Как и все «добровольцы», он глубоко презирал кубанских союзников Деникина, постоянно отстаивавших иллюзорную самостоятельность, и приветствовал погром, учиненный генералом Покровским в Краевой раде в Екатеринодаре в ноябре девятнадцатого года.

– Всех нужно было повесить! Всех! Вы понимаете, Федоров?!

Но штабс-капитан, лихорадочно блестя глазами из-под накинутого на фуражку башлыка, только махнул рукой.

– Поспешайте, Барановский. Я за Софи…

Софи была невестой Федорова. Происходившая из обрусевшей французской семьи, она сестрой милосердия прошла «ледяной» корниловский поход и с тех пор не оставляла армию.

– Да, конечно. Спасайте Софи. Спасибо, что подняли.

– Встретимся на вокзале., Уедем с санитарным поездом. Вы ведь раненый.

И Федоров исчез в темноте.

Барановский с усилием продел раненую руку в рукав шинели. Было больно, а главное, до слез обидно. За себя, за эту простреленную руку, подставленную под огонь в бесполезной геройской атаке, на город, в то время как предатели уже готовились отворить врагу двери в тыл…

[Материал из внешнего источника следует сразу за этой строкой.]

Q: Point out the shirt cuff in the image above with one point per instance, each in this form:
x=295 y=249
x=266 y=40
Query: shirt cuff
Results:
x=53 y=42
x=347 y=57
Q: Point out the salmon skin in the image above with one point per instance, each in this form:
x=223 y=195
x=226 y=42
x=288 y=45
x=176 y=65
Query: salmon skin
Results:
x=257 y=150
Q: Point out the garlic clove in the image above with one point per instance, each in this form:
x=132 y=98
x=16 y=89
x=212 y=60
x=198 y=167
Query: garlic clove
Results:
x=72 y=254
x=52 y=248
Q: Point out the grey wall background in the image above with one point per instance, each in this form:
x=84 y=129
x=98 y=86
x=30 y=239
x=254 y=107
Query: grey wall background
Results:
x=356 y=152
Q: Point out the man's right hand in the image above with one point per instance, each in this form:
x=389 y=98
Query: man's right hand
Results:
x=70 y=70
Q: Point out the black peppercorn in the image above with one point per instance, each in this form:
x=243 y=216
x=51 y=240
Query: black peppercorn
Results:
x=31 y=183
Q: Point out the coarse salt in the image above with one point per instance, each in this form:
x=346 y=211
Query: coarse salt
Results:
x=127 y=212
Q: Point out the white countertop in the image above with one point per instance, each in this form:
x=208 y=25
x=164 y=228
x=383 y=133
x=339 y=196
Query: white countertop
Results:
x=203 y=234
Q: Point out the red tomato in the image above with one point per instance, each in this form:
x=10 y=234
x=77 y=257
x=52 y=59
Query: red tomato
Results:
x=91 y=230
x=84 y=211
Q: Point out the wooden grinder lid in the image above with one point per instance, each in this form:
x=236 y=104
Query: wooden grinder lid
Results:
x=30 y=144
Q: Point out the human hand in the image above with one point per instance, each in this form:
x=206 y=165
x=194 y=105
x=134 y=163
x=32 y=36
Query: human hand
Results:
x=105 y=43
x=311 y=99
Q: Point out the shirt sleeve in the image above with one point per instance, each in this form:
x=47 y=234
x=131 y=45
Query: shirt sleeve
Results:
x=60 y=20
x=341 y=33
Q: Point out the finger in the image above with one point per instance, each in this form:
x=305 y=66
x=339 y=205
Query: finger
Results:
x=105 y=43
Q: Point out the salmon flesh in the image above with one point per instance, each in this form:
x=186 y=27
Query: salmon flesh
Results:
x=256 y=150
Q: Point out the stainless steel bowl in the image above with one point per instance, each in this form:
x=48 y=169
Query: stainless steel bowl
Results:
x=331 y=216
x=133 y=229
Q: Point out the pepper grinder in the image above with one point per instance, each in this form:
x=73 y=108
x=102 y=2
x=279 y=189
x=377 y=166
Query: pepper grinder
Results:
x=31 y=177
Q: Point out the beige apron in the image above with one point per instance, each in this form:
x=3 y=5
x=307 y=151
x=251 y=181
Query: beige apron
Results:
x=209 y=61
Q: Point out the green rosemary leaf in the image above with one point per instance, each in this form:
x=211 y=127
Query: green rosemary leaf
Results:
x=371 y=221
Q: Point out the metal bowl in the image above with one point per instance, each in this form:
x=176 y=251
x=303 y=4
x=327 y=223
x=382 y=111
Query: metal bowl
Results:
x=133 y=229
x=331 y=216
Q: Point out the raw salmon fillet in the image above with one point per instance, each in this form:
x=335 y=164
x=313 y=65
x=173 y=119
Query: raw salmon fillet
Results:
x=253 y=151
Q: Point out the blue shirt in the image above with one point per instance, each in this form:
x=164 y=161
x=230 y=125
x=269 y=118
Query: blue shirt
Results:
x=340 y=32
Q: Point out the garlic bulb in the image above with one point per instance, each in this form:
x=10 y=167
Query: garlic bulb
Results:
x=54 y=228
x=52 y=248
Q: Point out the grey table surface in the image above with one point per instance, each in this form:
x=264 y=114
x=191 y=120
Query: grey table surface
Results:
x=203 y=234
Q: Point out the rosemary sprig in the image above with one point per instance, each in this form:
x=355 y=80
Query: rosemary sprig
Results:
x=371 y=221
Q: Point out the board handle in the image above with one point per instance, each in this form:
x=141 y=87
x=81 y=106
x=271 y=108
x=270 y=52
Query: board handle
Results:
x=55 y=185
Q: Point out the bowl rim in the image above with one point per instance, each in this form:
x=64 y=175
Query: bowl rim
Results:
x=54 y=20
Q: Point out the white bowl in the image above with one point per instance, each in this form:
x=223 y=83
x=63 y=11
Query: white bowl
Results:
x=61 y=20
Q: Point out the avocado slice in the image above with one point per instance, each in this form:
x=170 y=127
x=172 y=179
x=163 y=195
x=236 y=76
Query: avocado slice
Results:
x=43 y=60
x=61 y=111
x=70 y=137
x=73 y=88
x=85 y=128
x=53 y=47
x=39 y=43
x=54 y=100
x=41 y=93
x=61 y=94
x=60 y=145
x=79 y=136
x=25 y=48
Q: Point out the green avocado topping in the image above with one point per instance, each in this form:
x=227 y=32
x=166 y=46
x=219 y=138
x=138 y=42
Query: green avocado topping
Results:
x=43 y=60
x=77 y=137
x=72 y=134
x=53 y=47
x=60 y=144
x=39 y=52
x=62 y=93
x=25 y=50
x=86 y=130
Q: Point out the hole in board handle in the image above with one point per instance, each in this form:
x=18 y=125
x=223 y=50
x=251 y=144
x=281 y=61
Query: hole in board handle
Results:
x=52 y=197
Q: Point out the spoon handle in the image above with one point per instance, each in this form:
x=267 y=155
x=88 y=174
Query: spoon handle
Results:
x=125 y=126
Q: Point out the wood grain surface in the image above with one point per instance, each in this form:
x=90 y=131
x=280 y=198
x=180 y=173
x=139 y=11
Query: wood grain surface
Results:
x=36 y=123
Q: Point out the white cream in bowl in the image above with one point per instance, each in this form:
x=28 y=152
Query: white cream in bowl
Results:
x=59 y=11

Уехать с санитарным поездом не удалось. Поезд был набит. И хотя Софи, опустив раму, кричала, чтобы он забирался в окно, Барановский только покачал головой. Были вещи, которые подполковник считал для себя неприемлемыми.

Он решил присоединиться к одной из отступающих пешим ходом колонн. Мимо, через железнодорожный переезд, как раз шагала нестройно какая-то часть.

– Что за часть? – крикнул подполковник.

Кто-то из рядов бросил угрюмо:

– Тебе не в масть.

– Как отвечаешь офицеру?! Армейской дисциплины не знаешь?

– Это у тебя, господин офицер, армия. А у нас войско, – отозвался другой уже голос.

– Что еще за войско?

– Донское Всевеселое.

В темноте хохотнули невесело.

Тут только Барановский понял, что идут казаки. Под длинными шинелями не было видно лампасов. Шли остатки мамонтовского корпуса, недавно еще промчавшегося рейдом чуть ли не до Подмосковья по глубоким красным тылам, а теперь спешенного, потерявшего в зимних боях весь конный состав и множество людей.

– Куда следуете?

– К щирым кубанцам на блины. Маслену праздновать.

«И эти разложились, – подумал Барановский с горечью. – Лучше уж в одиночку голову сложить, чем с этой всевеселой сволочью».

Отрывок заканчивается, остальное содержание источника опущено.